# Phase 3 - Mistral Extension - XLM-R Variety Classifier

## What this notebook is for
This notebook trains and evaluates a **variety identification model** using **XLM-RoBERTa** to classify English text into the target varieties:
- **en-AU**, **en-IN**, **en-UK**

This model is a **prerequisite** for the Mistral extension pipeline, where we need a reliable way to:
- assign / validate variety labels (or predicted variety),
- compute variety-aware statistics,
- optionally route examples to variety-specific components in downstream experiments.

## Inputs
- Processed BESSTIE-style data with at least: `text`, `variety_name` (or `variety_id`), and split info (train/val/test indices).
- (If applicable) existing `data/processed/...` indices defining train/test sets.

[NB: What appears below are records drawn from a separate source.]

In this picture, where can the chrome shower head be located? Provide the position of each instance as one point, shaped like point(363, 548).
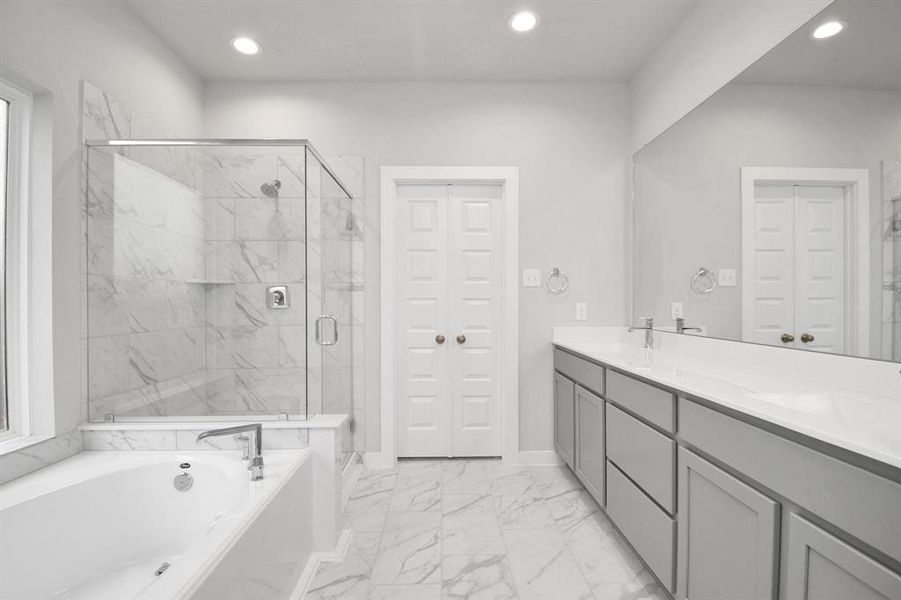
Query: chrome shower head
point(271, 188)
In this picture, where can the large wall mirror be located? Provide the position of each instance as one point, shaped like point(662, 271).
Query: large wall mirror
point(772, 212)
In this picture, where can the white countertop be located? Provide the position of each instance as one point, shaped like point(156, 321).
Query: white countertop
point(861, 419)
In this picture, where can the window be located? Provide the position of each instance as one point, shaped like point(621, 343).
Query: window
point(26, 391)
point(4, 165)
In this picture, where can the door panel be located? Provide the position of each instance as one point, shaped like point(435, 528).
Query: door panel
point(449, 267)
point(820, 268)
point(474, 305)
point(422, 294)
point(773, 282)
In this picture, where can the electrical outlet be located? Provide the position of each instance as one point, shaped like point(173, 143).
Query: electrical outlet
point(676, 310)
point(531, 277)
point(581, 311)
point(727, 277)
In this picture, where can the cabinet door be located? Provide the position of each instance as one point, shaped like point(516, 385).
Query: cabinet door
point(822, 567)
point(727, 535)
point(564, 418)
point(590, 442)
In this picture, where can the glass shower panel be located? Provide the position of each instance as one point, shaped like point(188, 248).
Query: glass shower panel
point(196, 281)
point(331, 281)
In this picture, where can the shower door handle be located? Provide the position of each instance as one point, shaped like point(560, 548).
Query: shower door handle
point(319, 321)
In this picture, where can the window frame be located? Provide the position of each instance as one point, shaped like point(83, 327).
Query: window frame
point(27, 257)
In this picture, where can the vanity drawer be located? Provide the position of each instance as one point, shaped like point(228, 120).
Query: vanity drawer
point(645, 455)
point(650, 531)
point(651, 403)
point(585, 373)
point(861, 503)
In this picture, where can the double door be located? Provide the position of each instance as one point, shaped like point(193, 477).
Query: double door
point(797, 262)
point(449, 314)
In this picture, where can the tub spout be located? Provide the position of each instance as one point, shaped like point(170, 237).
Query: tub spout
point(255, 466)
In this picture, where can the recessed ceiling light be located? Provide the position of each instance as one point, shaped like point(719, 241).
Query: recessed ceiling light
point(523, 21)
point(828, 29)
point(245, 45)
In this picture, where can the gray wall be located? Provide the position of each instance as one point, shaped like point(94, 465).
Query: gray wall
point(688, 197)
point(569, 140)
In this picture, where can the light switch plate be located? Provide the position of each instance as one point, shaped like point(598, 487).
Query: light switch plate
point(726, 277)
point(581, 311)
point(676, 310)
point(531, 277)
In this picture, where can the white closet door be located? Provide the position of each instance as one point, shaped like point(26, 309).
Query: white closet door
point(449, 284)
point(475, 294)
point(773, 261)
point(820, 267)
point(423, 405)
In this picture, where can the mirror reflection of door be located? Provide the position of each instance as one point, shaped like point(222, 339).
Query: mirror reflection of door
point(800, 262)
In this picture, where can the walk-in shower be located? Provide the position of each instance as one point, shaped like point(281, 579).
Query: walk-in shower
point(185, 240)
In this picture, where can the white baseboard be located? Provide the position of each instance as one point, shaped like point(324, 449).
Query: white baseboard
point(316, 559)
point(349, 477)
point(377, 460)
point(534, 458)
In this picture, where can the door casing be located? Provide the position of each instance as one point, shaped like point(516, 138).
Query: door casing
point(508, 179)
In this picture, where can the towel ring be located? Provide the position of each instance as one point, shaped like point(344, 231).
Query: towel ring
point(703, 281)
point(556, 281)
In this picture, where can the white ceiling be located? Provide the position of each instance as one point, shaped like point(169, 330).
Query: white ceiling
point(865, 55)
point(413, 40)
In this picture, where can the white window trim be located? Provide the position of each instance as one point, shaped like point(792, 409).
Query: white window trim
point(29, 347)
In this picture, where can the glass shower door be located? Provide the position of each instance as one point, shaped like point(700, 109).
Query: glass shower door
point(331, 281)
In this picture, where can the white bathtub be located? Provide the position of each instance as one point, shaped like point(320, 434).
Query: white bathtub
point(97, 526)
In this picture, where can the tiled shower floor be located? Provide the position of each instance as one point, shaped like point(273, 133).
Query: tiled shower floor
point(475, 529)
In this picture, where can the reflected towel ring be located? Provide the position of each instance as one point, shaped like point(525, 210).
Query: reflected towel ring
point(556, 281)
point(703, 281)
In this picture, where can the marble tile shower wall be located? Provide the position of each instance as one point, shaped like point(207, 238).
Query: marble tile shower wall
point(256, 356)
point(891, 260)
point(181, 247)
point(145, 318)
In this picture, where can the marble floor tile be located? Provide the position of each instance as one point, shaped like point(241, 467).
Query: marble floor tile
point(410, 550)
point(469, 525)
point(416, 495)
point(480, 530)
point(477, 577)
point(519, 504)
point(344, 580)
point(543, 566)
point(464, 477)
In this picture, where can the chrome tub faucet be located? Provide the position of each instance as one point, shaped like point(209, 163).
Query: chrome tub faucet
point(254, 454)
point(648, 332)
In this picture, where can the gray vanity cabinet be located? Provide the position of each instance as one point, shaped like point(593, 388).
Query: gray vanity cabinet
point(564, 419)
point(727, 535)
point(822, 567)
point(589, 457)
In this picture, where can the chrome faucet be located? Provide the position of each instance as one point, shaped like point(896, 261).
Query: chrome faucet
point(681, 328)
point(648, 332)
point(254, 453)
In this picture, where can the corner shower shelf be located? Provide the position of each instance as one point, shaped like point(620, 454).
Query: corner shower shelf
point(209, 281)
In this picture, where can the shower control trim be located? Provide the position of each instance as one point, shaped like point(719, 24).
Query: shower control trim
point(277, 297)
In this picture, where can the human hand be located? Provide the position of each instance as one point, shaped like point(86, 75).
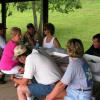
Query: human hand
point(21, 70)
point(49, 97)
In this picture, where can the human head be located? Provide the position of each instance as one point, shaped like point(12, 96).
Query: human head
point(30, 28)
point(75, 48)
point(20, 52)
point(96, 40)
point(16, 34)
point(49, 28)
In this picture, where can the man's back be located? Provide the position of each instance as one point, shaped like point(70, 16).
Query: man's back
point(42, 68)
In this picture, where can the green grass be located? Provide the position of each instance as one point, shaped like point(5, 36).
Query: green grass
point(82, 23)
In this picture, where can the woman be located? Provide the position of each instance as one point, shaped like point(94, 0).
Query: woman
point(50, 41)
point(77, 78)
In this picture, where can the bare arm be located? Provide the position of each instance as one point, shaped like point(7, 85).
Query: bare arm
point(56, 43)
point(56, 91)
point(22, 81)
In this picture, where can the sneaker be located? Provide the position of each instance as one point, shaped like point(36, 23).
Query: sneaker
point(2, 82)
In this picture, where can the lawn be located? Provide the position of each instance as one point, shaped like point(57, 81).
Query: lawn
point(82, 23)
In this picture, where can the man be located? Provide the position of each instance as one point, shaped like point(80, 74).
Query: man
point(2, 45)
point(41, 69)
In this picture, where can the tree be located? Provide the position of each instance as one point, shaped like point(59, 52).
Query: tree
point(63, 6)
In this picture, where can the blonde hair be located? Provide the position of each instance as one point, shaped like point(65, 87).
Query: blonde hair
point(15, 30)
point(75, 48)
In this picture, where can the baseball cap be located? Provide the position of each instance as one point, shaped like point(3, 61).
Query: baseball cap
point(19, 50)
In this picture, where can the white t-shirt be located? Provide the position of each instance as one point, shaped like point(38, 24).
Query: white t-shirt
point(42, 68)
point(74, 76)
point(48, 44)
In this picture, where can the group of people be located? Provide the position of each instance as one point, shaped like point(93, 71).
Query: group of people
point(41, 76)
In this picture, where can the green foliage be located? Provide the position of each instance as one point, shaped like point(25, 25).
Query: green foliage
point(64, 6)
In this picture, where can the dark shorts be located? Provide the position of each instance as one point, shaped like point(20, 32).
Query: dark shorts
point(37, 89)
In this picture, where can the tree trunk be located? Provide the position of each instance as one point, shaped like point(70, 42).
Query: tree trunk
point(41, 19)
point(34, 15)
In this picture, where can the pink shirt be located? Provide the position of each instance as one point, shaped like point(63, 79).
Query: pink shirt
point(7, 61)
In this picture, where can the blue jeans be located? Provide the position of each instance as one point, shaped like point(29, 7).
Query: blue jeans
point(37, 89)
point(77, 95)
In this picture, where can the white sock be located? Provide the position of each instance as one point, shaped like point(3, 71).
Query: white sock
point(29, 98)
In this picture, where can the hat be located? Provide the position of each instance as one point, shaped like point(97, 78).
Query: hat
point(2, 27)
point(19, 50)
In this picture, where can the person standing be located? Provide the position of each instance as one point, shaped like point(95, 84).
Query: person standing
point(39, 68)
point(49, 40)
point(77, 79)
point(2, 45)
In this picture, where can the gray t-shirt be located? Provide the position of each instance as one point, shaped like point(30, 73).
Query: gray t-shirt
point(74, 76)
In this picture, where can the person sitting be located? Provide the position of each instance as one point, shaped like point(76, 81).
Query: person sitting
point(77, 78)
point(43, 72)
point(2, 45)
point(95, 48)
point(8, 64)
point(50, 41)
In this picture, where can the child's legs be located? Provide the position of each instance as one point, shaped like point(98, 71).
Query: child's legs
point(14, 70)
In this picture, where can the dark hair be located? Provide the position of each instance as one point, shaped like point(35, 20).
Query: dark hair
point(15, 30)
point(30, 25)
point(96, 36)
point(75, 48)
point(50, 27)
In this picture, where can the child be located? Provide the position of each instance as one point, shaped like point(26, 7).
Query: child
point(77, 77)
point(50, 41)
point(8, 64)
point(2, 45)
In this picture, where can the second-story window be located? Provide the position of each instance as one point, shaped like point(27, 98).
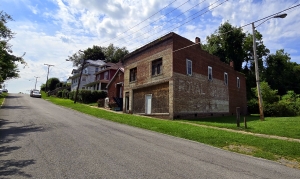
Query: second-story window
point(106, 75)
point(188, 67)
point(209, 73)
point(225, 78)
point(133, 74)
point(156, 67)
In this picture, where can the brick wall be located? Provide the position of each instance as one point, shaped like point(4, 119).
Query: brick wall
point(160, 98)
point(113, 88)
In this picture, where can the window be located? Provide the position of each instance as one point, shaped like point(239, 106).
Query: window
point(106, 75)
point(133, 74)
point(225, 78)
point(85, 71)
point(156, 67)
point(188, 67)
point(209, 73)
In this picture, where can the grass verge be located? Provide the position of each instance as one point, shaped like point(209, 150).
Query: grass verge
point(285, 152)
point(279, 126)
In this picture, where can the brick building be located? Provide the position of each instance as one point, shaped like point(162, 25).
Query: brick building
point(172, 77)
point(115, 89)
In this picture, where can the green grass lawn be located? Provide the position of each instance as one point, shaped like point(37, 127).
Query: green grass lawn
point(280, 126)
point(272, 149)
point(2, 97)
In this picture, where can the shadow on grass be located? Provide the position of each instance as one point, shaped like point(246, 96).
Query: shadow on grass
point(224, 119)
point(9, 134)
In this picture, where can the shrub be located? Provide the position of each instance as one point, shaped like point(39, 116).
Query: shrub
point(59, 94)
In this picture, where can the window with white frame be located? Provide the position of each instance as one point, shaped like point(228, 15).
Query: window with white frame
point(132, 74)
point(225, 78)
point(209, 73)
point(189, 67)
point(106, 75)
point(157, 67)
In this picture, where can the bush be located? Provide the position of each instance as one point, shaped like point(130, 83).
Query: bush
point(59, 94)
point(65, 94)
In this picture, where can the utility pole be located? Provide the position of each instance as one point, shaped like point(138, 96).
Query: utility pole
point(76, 93)
point(47, 76)
point(35, 81)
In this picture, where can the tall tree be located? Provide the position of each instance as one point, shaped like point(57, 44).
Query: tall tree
point(249, 65)
point(281, 73)
point(114, 54)
point(108, 54)
point(227, 44)
point(8, 61)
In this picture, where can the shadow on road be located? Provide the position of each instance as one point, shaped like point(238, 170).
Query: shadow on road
point(14, 168)
point(9, 134)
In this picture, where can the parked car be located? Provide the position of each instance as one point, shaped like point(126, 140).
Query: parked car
point(35, 93)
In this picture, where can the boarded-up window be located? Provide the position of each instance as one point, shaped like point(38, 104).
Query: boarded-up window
point(156, 67)
point(188, 67)
point(209, 73)
point(133, 72)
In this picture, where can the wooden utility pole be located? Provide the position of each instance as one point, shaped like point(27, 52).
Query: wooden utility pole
point(47, 76)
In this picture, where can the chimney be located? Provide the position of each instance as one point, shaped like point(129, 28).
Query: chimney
point(197, 41)
point(232, 64)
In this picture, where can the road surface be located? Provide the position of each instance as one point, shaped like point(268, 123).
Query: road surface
point(41, 140)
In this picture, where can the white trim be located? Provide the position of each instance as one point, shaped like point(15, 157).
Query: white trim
point(187, 67)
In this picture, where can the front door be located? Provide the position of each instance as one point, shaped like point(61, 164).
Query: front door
point(148, 103)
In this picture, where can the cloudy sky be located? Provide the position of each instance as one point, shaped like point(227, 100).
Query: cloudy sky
point(51, 30)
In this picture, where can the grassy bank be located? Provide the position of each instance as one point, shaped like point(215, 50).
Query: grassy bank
point(286, 152)
point(280, 126)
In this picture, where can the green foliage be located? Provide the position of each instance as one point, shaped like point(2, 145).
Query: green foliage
point(59, 94)
point(289, 105)
point(8, 61)
point(87, 96)
point(227, 45)
point(72, 95)
point(282, 74)
point(65, 94)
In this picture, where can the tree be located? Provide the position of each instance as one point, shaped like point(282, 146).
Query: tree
point(249, 67)
point(52, 83)
point(8, 61)
point(227, 44)
point(281, 73)
point(108, 54)
point(114, 54)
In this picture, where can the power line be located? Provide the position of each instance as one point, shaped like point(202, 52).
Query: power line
point(156, 20)
point(140, 22)
point(47, 76)
point(192, 18)
point(176, 17)
point(241, 26)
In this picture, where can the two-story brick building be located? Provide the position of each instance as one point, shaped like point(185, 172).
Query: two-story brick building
point(172, 77)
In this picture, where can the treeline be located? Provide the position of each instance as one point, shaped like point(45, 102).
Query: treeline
point(278, 75)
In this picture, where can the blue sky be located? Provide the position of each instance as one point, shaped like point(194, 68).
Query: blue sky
point(51, 30)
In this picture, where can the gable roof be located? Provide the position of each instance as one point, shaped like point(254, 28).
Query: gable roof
point(121, 70)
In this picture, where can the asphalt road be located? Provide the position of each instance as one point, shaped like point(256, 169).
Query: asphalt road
point(41, 140)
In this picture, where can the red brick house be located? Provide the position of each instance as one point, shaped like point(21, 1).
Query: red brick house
point(103, 76)
point(172, 77)
point(115, 89)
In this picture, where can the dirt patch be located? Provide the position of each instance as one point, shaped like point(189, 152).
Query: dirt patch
point(249, 150)
point(289, 163)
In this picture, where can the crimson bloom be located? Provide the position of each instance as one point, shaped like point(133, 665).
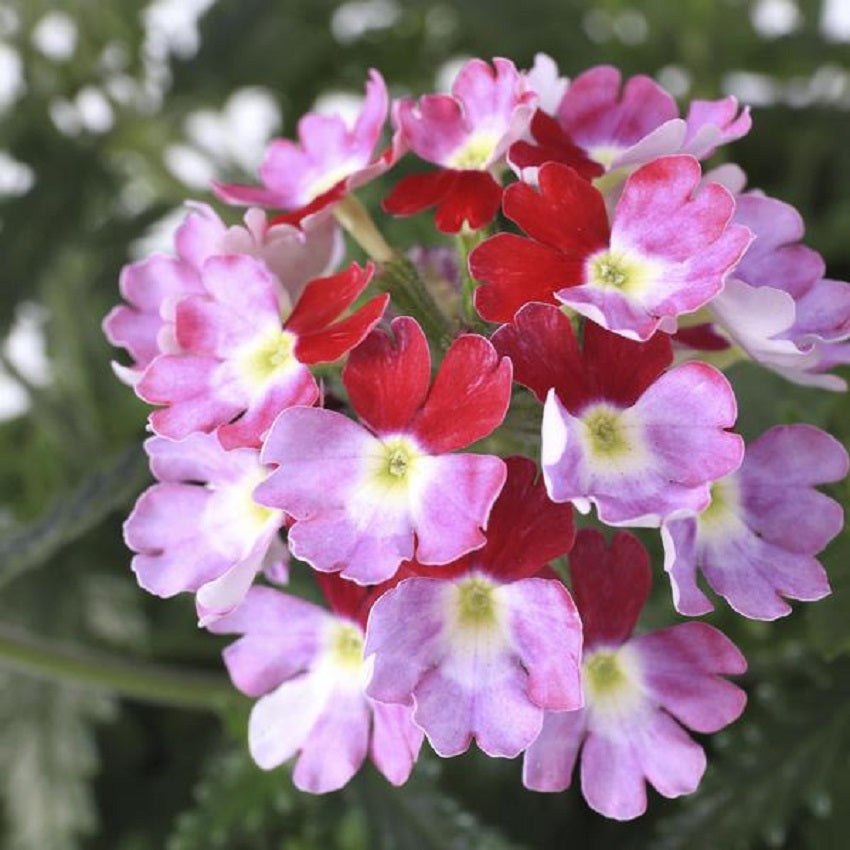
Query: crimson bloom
point(636, 689)
point(466, 133)
point(241, 363)
point(482, 646)
point(667, 250)
point(619, 431)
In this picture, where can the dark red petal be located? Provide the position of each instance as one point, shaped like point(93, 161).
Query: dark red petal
point(526, 530)
point(354, 601)
point(326, 298)
point(331, 343)
point(610, 585)
point(516, 270)
point(418, 192)
point(543, 348)
point(472, 199)
point(702, 338)
point(469, 397)
point(567, 213)
point(620, 369)
point(388, 374)
point(552, 145)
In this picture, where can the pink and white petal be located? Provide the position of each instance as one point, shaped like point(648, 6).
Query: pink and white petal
point(406, 635)
point(134, 331)
point(321, 455)
point(244, 286)
point(671, 760)
point(546, 634)
point(162, 529)
point(550, 760)
point(453, 507)
point(224, 593)
point(395, 741)
point(281, 721)
point(823, 313)
point(799, 455)
point(477, 697)
point(200, 236)
point(544, 80)
point(595, 112)
point(612, 776)
point(295, 387)
point(433, 127)
point(715, 122)
point(753, 576)
point(776, 258)
point(336, 746)
point(366, 547)
point(282, 635)
point(664, 140)
point(681, 667)
point(199, 457)
point(679, 537)
point(692, 393)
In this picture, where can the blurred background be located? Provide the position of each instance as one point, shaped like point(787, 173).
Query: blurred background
point(118, 729)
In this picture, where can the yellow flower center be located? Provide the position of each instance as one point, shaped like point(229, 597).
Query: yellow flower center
point(476, 606)
point(397, 463)
point(605, 432)
point(347, 645)
point(272, 356)
point(476, 153)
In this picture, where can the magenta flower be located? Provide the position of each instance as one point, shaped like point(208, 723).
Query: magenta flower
point(757, 540)
point(638, 690)
point(367, 497)
point(618, 128)
point(199, 529)
point(466, 133)
point(144, 326)
point(619, 431)
point(306, 666)
point(482, 646)
point(241, 363)
point(329, 160)
point(667, 251)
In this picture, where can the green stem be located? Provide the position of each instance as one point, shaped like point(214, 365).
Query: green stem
point(410, 296)
point(142, 680)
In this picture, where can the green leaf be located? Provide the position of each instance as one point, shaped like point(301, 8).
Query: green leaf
point(773, 769)
point(48, 754)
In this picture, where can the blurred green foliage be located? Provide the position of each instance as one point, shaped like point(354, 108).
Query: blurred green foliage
point(85, 768)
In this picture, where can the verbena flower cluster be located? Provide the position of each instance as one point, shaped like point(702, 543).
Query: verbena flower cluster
point(353, 417)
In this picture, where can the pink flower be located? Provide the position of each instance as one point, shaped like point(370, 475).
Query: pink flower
point(145, 325)
point(329, 160)
point(619, 129)
point(466, 133)
point(636, 689)
point(619, 431)
point(667, 250)
point(482, 646)
point(367, 497)
point(240, 362)
point(199, 529)
point(306, 665)
point(755, 543)
point(777, 306)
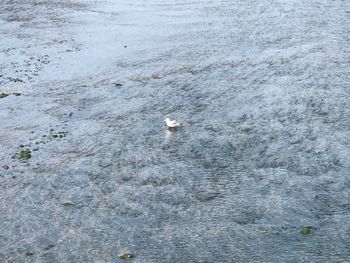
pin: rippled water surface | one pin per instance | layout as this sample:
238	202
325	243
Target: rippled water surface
258	173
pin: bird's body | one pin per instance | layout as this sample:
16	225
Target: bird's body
172	123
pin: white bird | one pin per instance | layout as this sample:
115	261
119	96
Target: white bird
172	123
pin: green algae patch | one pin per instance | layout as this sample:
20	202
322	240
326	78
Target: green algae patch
306	230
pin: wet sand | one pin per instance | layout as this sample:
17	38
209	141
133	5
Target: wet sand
258	173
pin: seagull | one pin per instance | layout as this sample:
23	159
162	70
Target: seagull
172	124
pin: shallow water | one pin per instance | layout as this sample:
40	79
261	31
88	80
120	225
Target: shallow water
262	89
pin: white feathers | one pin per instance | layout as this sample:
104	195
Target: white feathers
172	123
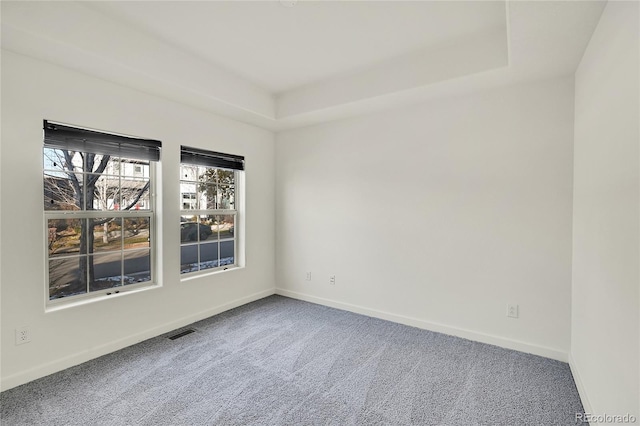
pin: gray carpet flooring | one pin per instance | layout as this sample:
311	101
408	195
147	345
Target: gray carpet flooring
280	361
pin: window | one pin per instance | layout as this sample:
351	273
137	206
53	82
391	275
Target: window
209	209
99	211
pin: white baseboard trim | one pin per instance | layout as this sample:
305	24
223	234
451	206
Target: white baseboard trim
51	367
433	326
582	391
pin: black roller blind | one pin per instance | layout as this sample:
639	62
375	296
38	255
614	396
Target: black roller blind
202	157
61	136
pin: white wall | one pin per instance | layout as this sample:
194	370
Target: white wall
33	91
437	215
605	296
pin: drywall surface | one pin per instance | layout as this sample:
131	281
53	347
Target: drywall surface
33	91
437	215
605	321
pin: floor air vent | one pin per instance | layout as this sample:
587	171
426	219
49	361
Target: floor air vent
182	334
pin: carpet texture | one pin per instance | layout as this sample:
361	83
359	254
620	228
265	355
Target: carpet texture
280	361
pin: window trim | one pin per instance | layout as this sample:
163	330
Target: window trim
214	160
151	213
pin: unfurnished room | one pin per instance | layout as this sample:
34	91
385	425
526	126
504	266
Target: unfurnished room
298	212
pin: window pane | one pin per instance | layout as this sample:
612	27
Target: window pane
188	258
107	271
63	191
189	173
65	236
226	226
101	164
227	253
226	177
102	192
209	255
137	266
226	197
62	160
188	195
135	194
208	197
207	230
137	233
112	167
67	276
134	168
107	234
189	231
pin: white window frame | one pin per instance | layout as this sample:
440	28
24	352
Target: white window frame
149	213
199	213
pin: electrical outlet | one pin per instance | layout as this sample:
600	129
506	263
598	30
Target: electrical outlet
23	335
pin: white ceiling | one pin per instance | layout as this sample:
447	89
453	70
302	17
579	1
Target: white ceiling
280	67
282	48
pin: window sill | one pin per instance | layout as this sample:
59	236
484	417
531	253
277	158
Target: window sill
206	273
62	305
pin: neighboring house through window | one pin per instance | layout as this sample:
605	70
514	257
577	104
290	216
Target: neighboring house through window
209	184
99	211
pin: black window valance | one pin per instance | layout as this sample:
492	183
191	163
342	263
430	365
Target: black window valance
202	157
61	136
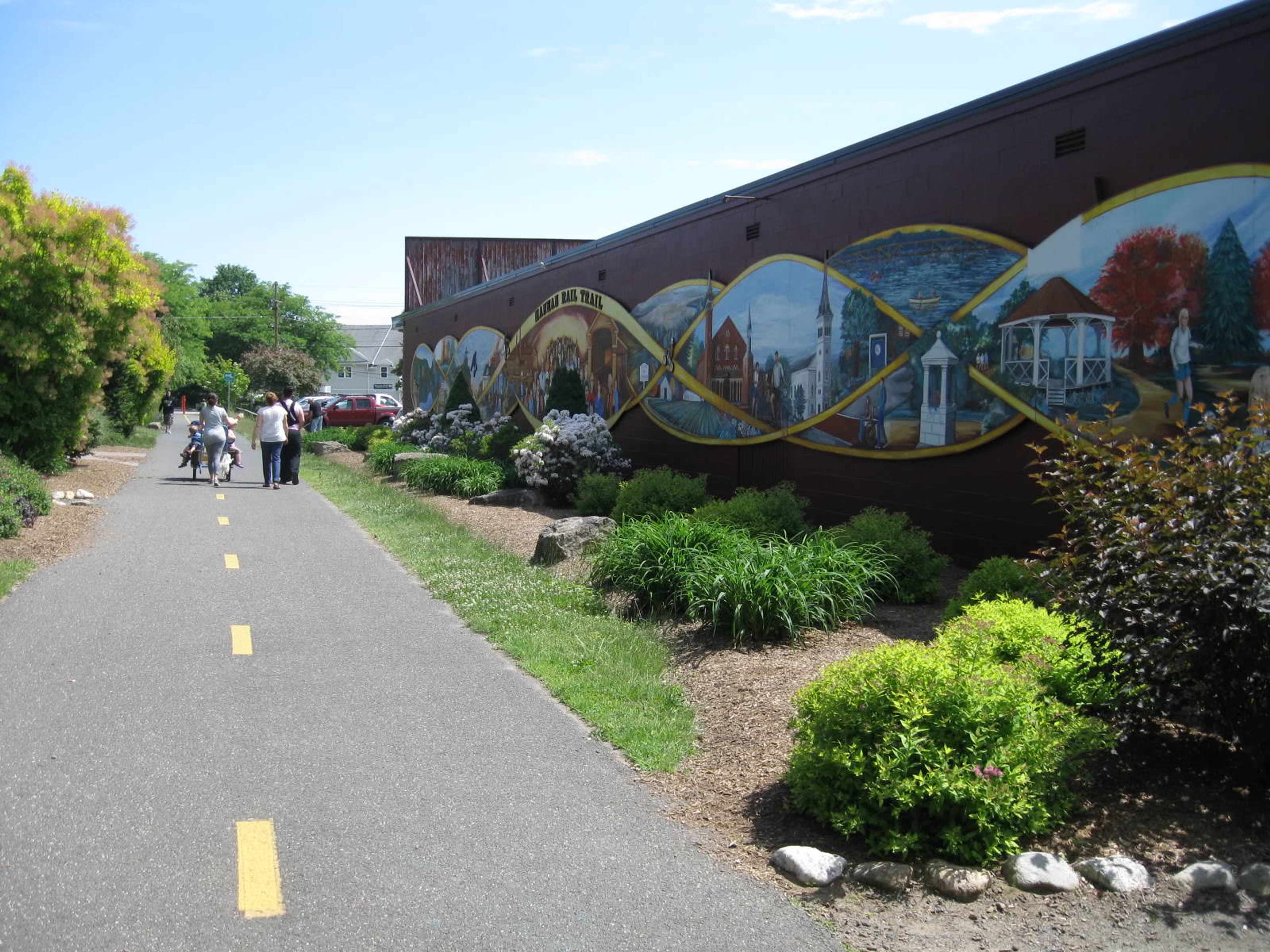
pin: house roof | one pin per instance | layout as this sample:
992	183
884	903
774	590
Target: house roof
378	344
1056	296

## What this notebook does (high level)
1. Load the dataset and keep only examples with valid variety labels (**en-AU/en-IN/en-UK**)
2. Preprocess + tokenize using **XLM-R**
3. Train a **3-class classifier** for variety prediction
4. Evaluate performance (accuracy + macro F1, plus per-class precision/recall/F1)
5. Save the trained classifier checkpoint and evaluation artifacts

## Outputs saved (artifacts)
- `checkpoints/` → trained XLM-R variety classifier weights
- `metrics/` → CSV metrics (overall + per-class breakdown)
- `predictions/` → CSV predictions (true variety, predicted variety, probabilities)
- `plots/` → confusion matrix + paper-style bar charts (if enabled)
- `analysis/` → example-level error analysis (hard confusions AU↔UK, AU/UK↔IN)

## How this connects to the Mistral extension
Downstream (Mistral extension), this classifier can be used to:
- **predict variety** for routing / conditioning,
- **measure** whether improvements are consistent across varieties,
- support **variety-aware** prompting or adapter selection (depending on the extension design).

## Reproducibility
- All runs should use fixed `seed` values and consistent split/index files.
- Keep output naming consistent with the project run naming scheme.

In [None]:
!pip uninstall unsloth unsloth-zoo -y
!pip install --upgrade --no-cache-dir unsloth unsloth-zoo
!pip install bitsandbytes -U

Found existing installation: unsloth 2026.1.4
Uninstalling unsloth-2026.1.4:
  Successfully uninstalled unsloth-2026.1.4
Found existing installation: unsloth_zoo 2026.1.4
Uninstalling unsloth_zoo-2026.1.4:
  Successfully uninstalled unsloth_zoo-2026.1.4
Collecting unsloth
  Downloading unsloth-2026.1.4-py3-none-any.whl.metadata (66 kB)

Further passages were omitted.